Dilekçemiz ekinde Bağımsız Denetçi …’nun hazırlamış olduğu … şirketinin 2015 dönemi öncesine ait kamu borçlarını tespit eder 20.09.2022 tarihli raporunu ve eki belgelerini sunuyoruz. Denetçi Raporuna göre devir tarihi öncesine ait 79.526,14 Euro borç bulunmaktadır. Dava dosyasına sunmuş olduğumuz belgeler dava konusu borçların … Maliye İdaresi nezdinde halen mer’i ve talep edilir olduğunu ispatlamaktadır. Açıkladığımız nedenlerle 23.08.2022 tarihli bilirkişi raporuna itiraz ediyor, Borçlar Hukukunda akademik kariyeri olan bir bilirkişiden rapor alınmak üzere dava dosyasının tevdi edilmesine karar verilmesi…” talebinde bulunmuştur.
Tüm Dosya Kapsamı Birlikte Değerlendirildiğinde
Dava, sözleşmede davalıya ait olacağı kararlaştırılan borçların tahsili için başlatılan takibe itirazın iptali istemine ilişkindir.
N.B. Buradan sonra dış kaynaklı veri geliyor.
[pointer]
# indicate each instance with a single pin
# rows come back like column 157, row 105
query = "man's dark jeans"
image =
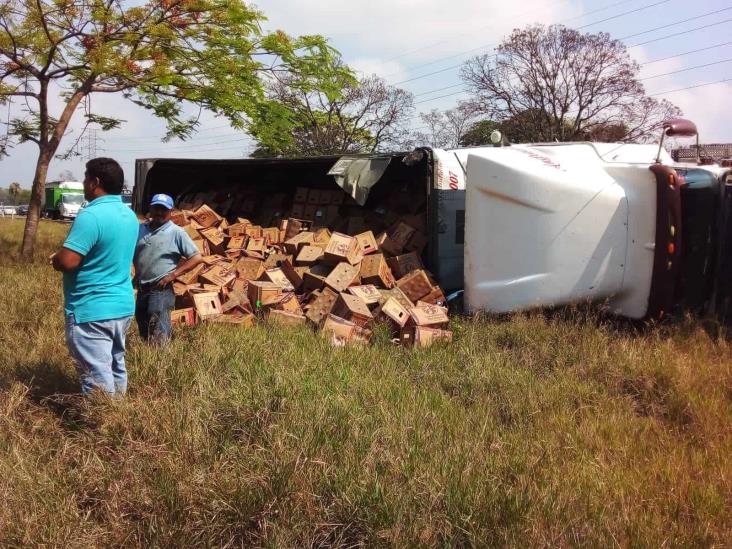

Uyuşmazlık, davacılar ile davalılar arasında akdedilen 28/03/2014 tarihli hisse devir sözleşmesinin 3.1.3 maddesi kapsamında hisse devrinden önceki döneme ilişkin vergi borçlarının davacı tarafından ödenip ödenmediği, vergi borcunun İtalya Vergi Dairelerine ödenmemiş olması halinde davacıların davalılardan talepte bulunup bulanamayacağı konularında toplanmıştır.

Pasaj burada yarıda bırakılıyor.